Résumé de la décision
L'arrêt de la Cour de cassation, rendu le 12 juin 2024, concerne un litige entre la société SPCR et M. [B], qui avait été licencié pour faute grave après avoir initié une procédure prud'homale pour obtenir la résiliation judiciaire de son contrat de travail et le paiement de sommes dues. La cour d'appel avait condamné la société à verser un rappel de salaire de 8 009,63 euros au titre d'une période de mise à pied conservatoire.

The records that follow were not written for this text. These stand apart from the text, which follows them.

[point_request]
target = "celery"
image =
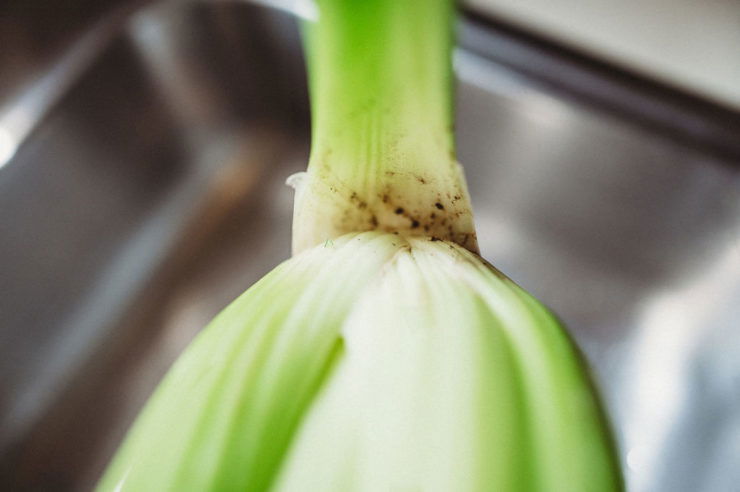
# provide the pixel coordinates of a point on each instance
(386, 354)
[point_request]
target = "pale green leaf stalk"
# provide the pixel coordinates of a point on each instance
(386, 355)
(382, 152)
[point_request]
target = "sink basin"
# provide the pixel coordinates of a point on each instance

Cependant, la Cour de cassation a annulé cette condamnation en raison du caractère immédiat de la rupture du contrat de travail suite à un licenciement verbal intervenu le 12 septembre 2018. Elle a fixé le montant du rappel de salaire à 5 721,16 euros pour la période allant du 29 août jusqu'à la date de licenciement, sans renvoi à la cour d'appel.
Arguments pertinents
1. Caractère irrecevable du licenciement verbal : La Cour a rappelé que « malgré son irrégularité, le licenciement verbal a pour effet de rompre le contrat de travail ». En annonçant que le licenciement verbal avait eu lieu le 12 septembre 2018, la cour d'appel a erré en octroyant un rappel de salaire pour une période supérieure à celle où le contrat était légalement en cours.
2. Condamnation révisée : En statuant que le salarié n'avait pas droit à la somme de 8 009,63 euros, la Cour a précisé que le montant des salaires dus pour la période de mise à pied devait être ajusté, se basant sur la date effective de rupture du contrat ; ainsi, la somme due pour le rappel de salaire a été fixée à 5 721,16 euros, conformément à une nouvelle calcul.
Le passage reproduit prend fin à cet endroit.